Use your sense of justice, when you judge nonhuman animals, use your common sense, when you judge animals.

When natural scientist make findings about how an animal brain works, how animal psychology works, cognition, consciousness, it means they will do 1. invasive research at some point, and 2. they will be using parameters that are strictly homoncentric, meaning the frame of reference they apply moves only within a “human” framework of “objectivity”.

A real Animal Rights revolution would require people to step back from human parameters. A real Animal Rights revolution would mean we as humans are able to face nonhuman animals on the level where we allow them to be different but still respect their untouchable integrity in this natural world that we all live in and are born into.

When we want to give nonhuman animals our definitions, we should as Animal Rights people make sure we don’t impose a worldview onto them and their concerns, that is not theirs (and thus not in THEIR interest). If we can’t accept that animals have their own views of the world, then we deny them real and autonomous subjectivity, and then we deny them personhood in a sense that we should respect.

We don’t need scientific proof and scientific arguments, what we need is to learn to accept common sense as a basis for morality and moral judgment in Animal Rights issues as much as we accept our basic common sense to be enough when we talk about each other or internal human concerns.


Vegan for justice

Not the plain awareness that “eating meat is wrong”, but a growing sense of justice makes veganism so attractive to people I think.

Ok this is a fine line, but I believe what makes people want to turn vegan now, is not that “by chances” they have been informed about the atrocities going on in farms and slaughterhouses and that more or less right away turns them into vegetarians and/or vegans. I think it’s rather the growing sense of justice as far as nonhuman animals are concerned and the human relationship towards them, that makes people get the “click” of becoming a vegan.

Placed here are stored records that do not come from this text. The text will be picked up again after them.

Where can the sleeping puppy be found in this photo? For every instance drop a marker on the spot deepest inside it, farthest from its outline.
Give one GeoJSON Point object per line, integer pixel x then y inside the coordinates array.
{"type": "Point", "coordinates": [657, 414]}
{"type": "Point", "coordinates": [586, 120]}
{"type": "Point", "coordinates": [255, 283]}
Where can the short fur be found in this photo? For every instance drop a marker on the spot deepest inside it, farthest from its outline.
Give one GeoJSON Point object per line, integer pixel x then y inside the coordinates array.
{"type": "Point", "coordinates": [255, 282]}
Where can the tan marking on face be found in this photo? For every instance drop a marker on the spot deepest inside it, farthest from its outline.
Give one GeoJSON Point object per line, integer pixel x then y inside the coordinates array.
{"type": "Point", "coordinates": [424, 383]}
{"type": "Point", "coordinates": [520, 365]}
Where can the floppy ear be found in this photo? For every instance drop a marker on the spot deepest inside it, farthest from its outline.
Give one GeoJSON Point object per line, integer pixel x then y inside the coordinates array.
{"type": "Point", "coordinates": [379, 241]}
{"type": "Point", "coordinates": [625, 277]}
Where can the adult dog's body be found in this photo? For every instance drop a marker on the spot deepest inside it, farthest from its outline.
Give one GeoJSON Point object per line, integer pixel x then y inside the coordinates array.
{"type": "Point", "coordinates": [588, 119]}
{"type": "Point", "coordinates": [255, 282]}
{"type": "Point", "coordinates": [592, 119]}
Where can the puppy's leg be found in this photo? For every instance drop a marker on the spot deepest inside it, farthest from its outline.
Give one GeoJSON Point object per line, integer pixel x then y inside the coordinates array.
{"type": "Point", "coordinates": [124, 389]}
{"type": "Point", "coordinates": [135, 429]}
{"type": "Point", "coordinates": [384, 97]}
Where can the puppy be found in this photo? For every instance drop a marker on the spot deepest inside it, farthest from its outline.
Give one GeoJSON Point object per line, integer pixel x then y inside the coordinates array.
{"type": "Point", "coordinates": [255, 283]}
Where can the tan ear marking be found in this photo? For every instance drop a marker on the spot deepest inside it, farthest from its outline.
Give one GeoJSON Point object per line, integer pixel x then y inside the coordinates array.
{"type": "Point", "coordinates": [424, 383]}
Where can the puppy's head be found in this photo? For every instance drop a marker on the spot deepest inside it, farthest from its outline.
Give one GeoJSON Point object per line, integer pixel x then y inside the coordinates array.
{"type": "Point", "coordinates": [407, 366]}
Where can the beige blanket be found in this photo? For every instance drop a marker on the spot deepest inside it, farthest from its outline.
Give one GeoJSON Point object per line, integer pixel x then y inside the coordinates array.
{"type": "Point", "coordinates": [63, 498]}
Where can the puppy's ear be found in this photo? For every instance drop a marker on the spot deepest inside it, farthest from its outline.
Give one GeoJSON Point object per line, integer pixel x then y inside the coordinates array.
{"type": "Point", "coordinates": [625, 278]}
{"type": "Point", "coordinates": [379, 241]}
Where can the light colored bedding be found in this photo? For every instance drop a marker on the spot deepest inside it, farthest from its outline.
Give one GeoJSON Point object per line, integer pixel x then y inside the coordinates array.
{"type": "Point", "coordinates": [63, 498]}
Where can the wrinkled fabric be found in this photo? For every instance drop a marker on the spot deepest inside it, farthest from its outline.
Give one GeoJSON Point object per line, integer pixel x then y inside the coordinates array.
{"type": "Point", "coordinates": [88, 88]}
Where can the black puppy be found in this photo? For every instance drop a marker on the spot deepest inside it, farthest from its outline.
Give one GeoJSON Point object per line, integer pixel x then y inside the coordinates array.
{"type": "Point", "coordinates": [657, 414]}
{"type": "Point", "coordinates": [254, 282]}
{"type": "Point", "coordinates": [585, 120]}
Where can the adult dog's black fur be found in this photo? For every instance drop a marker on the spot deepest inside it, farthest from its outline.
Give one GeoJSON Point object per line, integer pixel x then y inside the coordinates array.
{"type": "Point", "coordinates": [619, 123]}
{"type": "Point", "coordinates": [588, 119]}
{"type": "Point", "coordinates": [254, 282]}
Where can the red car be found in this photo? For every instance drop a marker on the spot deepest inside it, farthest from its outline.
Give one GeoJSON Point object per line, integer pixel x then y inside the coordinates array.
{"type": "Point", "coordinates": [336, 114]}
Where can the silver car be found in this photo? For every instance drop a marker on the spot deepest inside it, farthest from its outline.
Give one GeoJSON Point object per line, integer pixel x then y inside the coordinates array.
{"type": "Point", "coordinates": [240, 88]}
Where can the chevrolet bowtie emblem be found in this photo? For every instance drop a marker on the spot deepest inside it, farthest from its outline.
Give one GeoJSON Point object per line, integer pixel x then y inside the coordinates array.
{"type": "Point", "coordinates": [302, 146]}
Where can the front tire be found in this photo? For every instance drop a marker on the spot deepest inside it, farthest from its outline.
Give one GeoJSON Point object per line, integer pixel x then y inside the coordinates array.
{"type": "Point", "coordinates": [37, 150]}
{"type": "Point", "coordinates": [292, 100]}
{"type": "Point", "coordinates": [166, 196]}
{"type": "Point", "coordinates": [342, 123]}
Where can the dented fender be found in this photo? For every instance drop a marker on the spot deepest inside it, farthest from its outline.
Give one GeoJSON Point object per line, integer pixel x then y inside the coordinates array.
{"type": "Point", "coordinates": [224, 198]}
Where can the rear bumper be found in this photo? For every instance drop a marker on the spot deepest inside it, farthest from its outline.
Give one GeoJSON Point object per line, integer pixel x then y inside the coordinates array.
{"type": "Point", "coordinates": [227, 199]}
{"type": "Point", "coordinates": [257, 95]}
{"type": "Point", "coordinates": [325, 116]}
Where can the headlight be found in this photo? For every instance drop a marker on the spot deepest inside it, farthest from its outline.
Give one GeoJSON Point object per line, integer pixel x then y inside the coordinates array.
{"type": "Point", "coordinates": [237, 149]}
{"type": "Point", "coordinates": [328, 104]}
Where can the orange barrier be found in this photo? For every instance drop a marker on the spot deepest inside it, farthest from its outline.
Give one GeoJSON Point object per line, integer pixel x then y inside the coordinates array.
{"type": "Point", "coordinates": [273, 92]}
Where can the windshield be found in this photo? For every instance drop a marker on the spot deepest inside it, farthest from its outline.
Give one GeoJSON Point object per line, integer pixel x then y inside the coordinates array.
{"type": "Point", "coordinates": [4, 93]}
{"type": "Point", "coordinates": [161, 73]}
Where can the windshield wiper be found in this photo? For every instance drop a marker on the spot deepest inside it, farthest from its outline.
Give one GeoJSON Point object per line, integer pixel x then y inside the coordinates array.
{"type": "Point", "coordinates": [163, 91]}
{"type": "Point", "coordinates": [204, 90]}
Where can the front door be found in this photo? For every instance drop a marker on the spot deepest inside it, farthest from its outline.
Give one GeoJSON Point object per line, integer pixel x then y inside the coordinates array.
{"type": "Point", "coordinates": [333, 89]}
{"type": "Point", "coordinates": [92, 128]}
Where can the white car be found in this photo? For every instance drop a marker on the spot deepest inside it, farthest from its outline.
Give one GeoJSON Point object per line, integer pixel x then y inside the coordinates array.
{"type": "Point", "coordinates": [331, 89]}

People find it easier to stand for what they feel and think today, in regards to nonhuman animals.

In the past when you thought it was wrong to eat “meat”, etc. the pressure around a person living in a homocentrist society was so strong that someone was confronted with so many more obstacles than the obstacles a persons meets today in most or at least many contexts and places.

The danger of thinking that solely information would almost automatically create a more enlightened and thus hopefully compassionate people all around us, lays in the often overlooked point that many meat eaters and hunters, for example, etc., are acting fully knowing what they are doing and endorsing their fully aware chosen stances publicly wherever they can as individuals “having something to do with the issue” (they feel being asked for their warped views, so much, I think). The same fanaticism about a practiced carnism and speciesism also goes for some people in the field of arts it has to be noted – a professional field that is in much danger of acting on an ideological plane in society anyway and speciesist art is a sad fact that is often being ignored way too much ( speciesism in art : ).

What I think is important, is that we don’t underestimate the will and the power of the individual person and society overall to foster a sense of justice in each other once the ice is broken that sealed (one could say) “the lips of humanity” in the past.

the “personal choice” debate and homocentrism

As much as I like the cons of the article:

I find the “pros” partly a bit superficially treated.

Point 1. homocentrists and speciesist don’t care really wheather it’s “unnecessary” today to eat flesh. It’s about sacrificing life. Like “my human life is worth more than … “.

Point 2. Again, underlying mechanisms in society are overlooked when we hold back in as much that veganism (or rather not wanting to take part in animal murder in any form) is solely a choice of personal decision. The part of neseccisty on the side of “what human rights lose in a speciesist society” would need to be addressed for instance.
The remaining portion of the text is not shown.